ICD 10 Epilepsy 2026: G40 Billing & CMS Guidelines

ICD 10 Epilepsy 2026 G40 Billing & CMS Guidelines

What Is Epilepsy? 

Epilepsy is a chronic brain disorder caused by abnormal electrical activity in the brain that leads to recurring seizures. It is diagnosed through clinical evaluation, patient history, and supporting tests such as EEG or brain imaging. 

What Is ICD 10 Epilepsy? 

ICD 10 Epilepsy is how epilepsy is recorded in the ICD-10-CM coding system. Doctors use it to name the condition. Insurers use it to judge claims. It tells reviewers that seizures are part of a chronic disorder, not a one-time event. 

Introduction

ICD 10 Epilepsy shapes how care is paid, reviewed, and trusted. When the code fits the clinical record, claims move forward. When it does not, delays begin. 

This guide answers the questions that matter most. Which epilepsy codes exist? Why do they matter? How should they be used correctly? 

What Is the ICD 10 Code for Epilepsy?

There is no single ICD 10 code for epilepsy. ICD 10 Epilepsy uses a family of codes because epilepsy does not look the same in every patient. 
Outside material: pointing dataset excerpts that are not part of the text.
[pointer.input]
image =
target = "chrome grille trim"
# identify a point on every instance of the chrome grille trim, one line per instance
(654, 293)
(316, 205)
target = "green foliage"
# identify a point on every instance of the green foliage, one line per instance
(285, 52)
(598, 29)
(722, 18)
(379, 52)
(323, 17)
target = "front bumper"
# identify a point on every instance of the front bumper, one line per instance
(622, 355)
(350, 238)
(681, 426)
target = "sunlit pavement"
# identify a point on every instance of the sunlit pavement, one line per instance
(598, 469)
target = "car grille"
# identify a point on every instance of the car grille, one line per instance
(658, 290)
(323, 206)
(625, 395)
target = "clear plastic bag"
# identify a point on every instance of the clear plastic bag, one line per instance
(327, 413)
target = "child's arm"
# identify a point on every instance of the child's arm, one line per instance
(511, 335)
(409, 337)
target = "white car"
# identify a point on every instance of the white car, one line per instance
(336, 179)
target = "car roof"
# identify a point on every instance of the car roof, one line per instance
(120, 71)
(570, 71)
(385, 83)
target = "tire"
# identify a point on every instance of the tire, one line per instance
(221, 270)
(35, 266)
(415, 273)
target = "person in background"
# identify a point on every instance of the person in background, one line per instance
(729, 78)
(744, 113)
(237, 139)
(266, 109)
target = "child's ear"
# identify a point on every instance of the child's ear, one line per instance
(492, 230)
Some seizures start in one part of the brain. Others involve the whole brain. Some respond well to treatment. Others do not. ICD-10 reflects these differences, so the diagnosis matches reality. 

This distinction matters because insurance payers do not pay for vague diagnoses. They pay for clearly defined conditions. CMS requires diagnosis coding to reflect what is known and documented at the time of care. 
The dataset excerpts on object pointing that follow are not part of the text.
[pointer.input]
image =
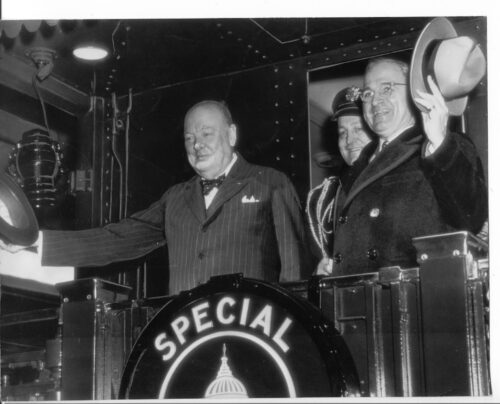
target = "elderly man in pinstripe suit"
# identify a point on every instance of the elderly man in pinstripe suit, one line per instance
(231, 217)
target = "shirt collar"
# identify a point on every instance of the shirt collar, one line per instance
(228, 167)
(391, 138)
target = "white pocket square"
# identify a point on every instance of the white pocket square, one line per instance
(246, 199)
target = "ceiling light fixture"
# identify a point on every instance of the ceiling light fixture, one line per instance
(90, 53)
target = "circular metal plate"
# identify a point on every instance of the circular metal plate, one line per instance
(235, 338)
(18, 224)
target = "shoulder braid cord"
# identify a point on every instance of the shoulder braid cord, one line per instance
(323, 212)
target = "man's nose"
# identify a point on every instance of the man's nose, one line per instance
(349, 138)
(377, 98)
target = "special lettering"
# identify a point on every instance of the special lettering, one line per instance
(227, 312)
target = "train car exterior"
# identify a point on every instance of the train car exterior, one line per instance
(115, 145)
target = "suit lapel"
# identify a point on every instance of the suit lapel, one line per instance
(194, 199)
(396, 153)
(236, 180)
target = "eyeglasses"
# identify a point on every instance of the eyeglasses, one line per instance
(385, 90)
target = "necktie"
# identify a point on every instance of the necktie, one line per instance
(208, 185)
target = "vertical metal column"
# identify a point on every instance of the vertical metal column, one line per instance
(85, 370)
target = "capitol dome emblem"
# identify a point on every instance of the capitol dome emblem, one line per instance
(225, 385)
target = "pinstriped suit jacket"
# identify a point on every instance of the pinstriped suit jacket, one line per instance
(263, 239)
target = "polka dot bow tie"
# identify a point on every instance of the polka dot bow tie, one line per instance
(208, 185)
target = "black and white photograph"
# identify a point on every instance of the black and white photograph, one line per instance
(228, 205)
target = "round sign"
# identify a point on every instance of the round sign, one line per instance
(238, 338)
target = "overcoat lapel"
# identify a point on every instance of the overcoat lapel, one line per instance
(236, 180)
(396, 153)
(194, 199)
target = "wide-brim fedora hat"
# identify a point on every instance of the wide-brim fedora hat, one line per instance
(456, 64)
(18, 223)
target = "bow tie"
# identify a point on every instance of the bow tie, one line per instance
(208, 185)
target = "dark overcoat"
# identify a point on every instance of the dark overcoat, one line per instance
(401, 194)
(254, 226)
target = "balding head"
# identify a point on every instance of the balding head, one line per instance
(209, 138)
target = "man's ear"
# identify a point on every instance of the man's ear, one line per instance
(233, 135)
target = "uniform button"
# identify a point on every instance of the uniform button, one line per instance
(372, 253)
(343, 219)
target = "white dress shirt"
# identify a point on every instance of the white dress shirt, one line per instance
(211, 195)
If the provider has confirmed epilepsy, the code must show that. 

Epilepsy codes are found under the G40 category in ICD-10-CM. Each code communicates how the epilepsy behaves, not just that it exists. 

ICD 10 Epilepsy Codes List (G40 Category)
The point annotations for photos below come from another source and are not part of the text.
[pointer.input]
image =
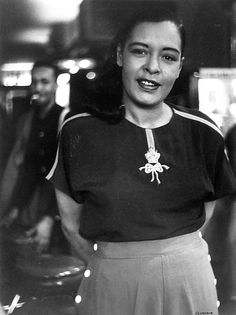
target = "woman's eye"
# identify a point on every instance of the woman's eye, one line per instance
(170, 58)
(138, 52)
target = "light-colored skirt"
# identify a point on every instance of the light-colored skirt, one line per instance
(161, 277)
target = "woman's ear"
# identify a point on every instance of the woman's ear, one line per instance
(119, 59)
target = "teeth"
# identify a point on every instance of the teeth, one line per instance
(148, 83)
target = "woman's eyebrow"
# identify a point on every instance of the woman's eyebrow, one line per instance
(137, 44)
(175, 50)
(172, 49)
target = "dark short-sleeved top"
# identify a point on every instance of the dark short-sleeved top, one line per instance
(142, 184)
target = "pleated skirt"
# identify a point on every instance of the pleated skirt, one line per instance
(161, 277)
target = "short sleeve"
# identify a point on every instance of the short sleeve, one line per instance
(220, 172)
(60, 174)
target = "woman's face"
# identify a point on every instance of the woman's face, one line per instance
(151, 62)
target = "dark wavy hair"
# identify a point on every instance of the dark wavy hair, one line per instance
(106, 99)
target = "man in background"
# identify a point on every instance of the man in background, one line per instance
(27, 200)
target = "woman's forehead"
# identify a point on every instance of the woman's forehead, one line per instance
(165, 31)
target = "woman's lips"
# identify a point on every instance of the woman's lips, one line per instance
(148, 84)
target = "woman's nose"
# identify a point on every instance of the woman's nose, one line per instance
(152, 65)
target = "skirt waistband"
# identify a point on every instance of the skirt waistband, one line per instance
(171, 245)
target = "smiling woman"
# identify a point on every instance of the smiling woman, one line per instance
(137, 177)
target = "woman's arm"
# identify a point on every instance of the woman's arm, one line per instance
(70, 212)
(209, 209)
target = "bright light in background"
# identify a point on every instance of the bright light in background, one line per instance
(63, 90)
(86, 63)
(74, 65)
(213, 99)
(17, 66)
(232, 109)
(91, 75)
(34, 35)
(51, 11)
(63, 79)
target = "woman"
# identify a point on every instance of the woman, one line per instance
(135, 181)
ICD-10 Code Code Meaning When It Is Used
G40.0 Localization-related (focal) epilepsy Seizures start in one specific area of the brain
G40.1 Localization-related epilepsy, intractable Focal seizures that do not respond to standard treatment
G40.2 Generalized epilepsy Seizures involve both sides of the brain
G40.3 Generalized idiopathic epilepsy Generalized seizures with no identified underlying cause
G40.4 Other generalized epilepsy Generalized epilepsy not fitting standard classifications
G40.5 Special epileptic syndromes Rare or well-defined epilepsy syndromes
G40.6 Grand mal seizures, unspecified Older terminology still appearing in medical records
G40.7 Petit mal status epilepticus Continuous or recurrent absence-type seizures
G40.8 Other epilepsy Epilepsy types not classified elsewhere
G40.9 Epilepsy, unspecified Epilepsy confirmed but insufficient documentation for specificity

The G40 codes shown above represent code categories. For billing purposes, ICD-10-CM requires additional digits to identify intractability and status epilepticus. Final claim submission typically uses 6-character codes, such as G40.909, based on provider documentation. 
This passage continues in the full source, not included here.